Niflumic acid hyperpolarizes smooth muscle cells via calcium-activated potassium channel in spiral modiolar artery of guinea pigs1
Introduction
Changing blood circulation in the inner ear is implicated in many physiological and pathological conditions of hearing function. For example, the stimulation of loud sound can cause a significant reduction in cochlear blood flow[1], while anoxia or interruption of cochlear blood flow causes a drastic reduction of cochlear function[2]. Some forms of sudden deafness may also be due to inner ear circulation problems[3,4]. In addition, disturbances of inner ear circulation are associated with increased sensitivity to ototoxic drugs and noise-induced trauma[5,6]. Thus it is very important to study the characteristics of inner ear microcirculation to reveal the physiological function of the smooth muscle cells (SMC) in the cochlear spiral modiolar artery (SMA), which is only an arteriole into the inner ear.

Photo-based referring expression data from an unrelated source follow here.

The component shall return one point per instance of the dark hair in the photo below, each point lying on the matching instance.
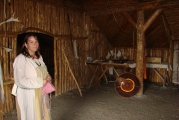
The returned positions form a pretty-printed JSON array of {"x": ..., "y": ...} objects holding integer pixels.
[{"x": 24, "y": 50}]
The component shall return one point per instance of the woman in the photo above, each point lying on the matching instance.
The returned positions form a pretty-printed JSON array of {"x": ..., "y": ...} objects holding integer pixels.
[{"x": 30, "y": 74}]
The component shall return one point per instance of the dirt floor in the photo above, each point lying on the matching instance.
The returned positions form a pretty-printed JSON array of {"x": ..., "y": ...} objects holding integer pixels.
[{"x": 103, "y": 103}]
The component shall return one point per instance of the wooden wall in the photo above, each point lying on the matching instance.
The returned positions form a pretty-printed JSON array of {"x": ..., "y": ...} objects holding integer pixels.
[
  {"x": 164, "y": 53},
  {"x": 65, "y": 25}
]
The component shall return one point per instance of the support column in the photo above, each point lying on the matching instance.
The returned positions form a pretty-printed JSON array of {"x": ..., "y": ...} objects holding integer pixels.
[{"x": 140, "y": 49}]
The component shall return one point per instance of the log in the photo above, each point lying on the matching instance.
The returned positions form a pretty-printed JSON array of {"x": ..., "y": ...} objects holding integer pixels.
[
  {"x": 68, "y": 64},
  {"x": 140, "y": 49}
]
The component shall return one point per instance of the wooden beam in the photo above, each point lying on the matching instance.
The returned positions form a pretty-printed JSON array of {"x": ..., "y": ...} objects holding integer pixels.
[
  {"x": 175, "y": 37},
  {"x": 151, "y": 19},
  {"x": 140, "y": 49},
  {"x": 130, "y": 19},
  {"x": 166, "y": 26},
  {"x": 133, "y": 7}
]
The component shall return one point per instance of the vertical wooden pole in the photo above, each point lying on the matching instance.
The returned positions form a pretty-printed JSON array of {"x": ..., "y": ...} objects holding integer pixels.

Large-conductance calcium-activated potassium (KCa) channels are present in a variety of cell types[7-12]. In neurons, they may regulate cell firing[13,14], and in smooth muscle, they seem to play an important role in maintaining visceral and vascular tone[15-18]. Many chloride channel inhibitors, including members of the non-steroidal anti-inflammatory drug family, such as niflumic acid (NFA), not only inhibit Cl– conductance[19-21], but also stimulate large-conductance KCa channels in vascular smooth muscle of the rabbit portal vein[22] and pig coronary[23]. In our preliminary study, we found that KCa channels might exist in the SMC and endothelial cells (EC) of the cochlear SMA[12]. Moreover, chloride channel blockers could inhibit excitatory junction potentials in the SMC of the cochlear SMA in guinea pigs[24].
The aim of the present work was to use direct intracellular recordings of membrane potential and conventional whole-cell recordings to investigate the effect of NFA (a chloride channel blocker) on the SMC in the cochlear SMA of guinea pigs. The results suggest that NFA hyperpolarizes SMC by activating KCa channels in the SMA of guinea pigs.
Materials and methods
Animals and SMA preparation Guinea pigs (300–500 g) were anesthetized and then killed by exsanguination[25]. The anesthesia was accomplished by an intramuscular injection of an anesthetic mixture (1 mL/kg) of 500 mg ketamine, 20 mg xylazine, and 10 mg acepromazine in 8.5 mL H2O. Both bullae were rapidly removed and transferred to a Petri dish filled with a physiological solution (Krebs) composed of (in mmol/L): 125 NaCl, 5 KCl, 1.6 CaCl2, 1.2 MgCl2, 1.2 NaH2PO4, 18 NaHCO3, and 8.2 glucose, and saturated with 95% O2 and 5% CO2 at 35 ℃ (pH 7.4). The SMA and some related radiating arterioles were further dissected from the cochlea under a dissecting microscope. The vascular preparation was incubated for 0.5–24 h in the physiological solution and then transferred to a recording bath. A 2-5 mm long segment of the SMA was cleaned free of spongy connective tissues and pinned with minimum nails to the silicon rubber layer (Sylgard 184, Dow Corning, USA) in the bottom of an organ bath (volume 0.5 mL) and continuously perfused with a 35 ℃ Krebs solution. When needed, a high potassium Krebs solution was made by additional KCl and accordingly-reduced NaCl.
Intracellular recording Intracellular recording was made from a segment of the SMA in the basal and the second turn of the cochlea, as described previously[25,26]. Briefly, the micro-electrode was filled with 2 mol/L KCl, with a tip resistance of 60–150 MΩ. Intracellular penetration was obtained by advancing the electrode into the adventitial surface of the vessel. The transmembrane potentials and current were simultaneously monitored by an Axoclamp 2B preamplifier (Axon Instruments, Burlingame, CA, USA).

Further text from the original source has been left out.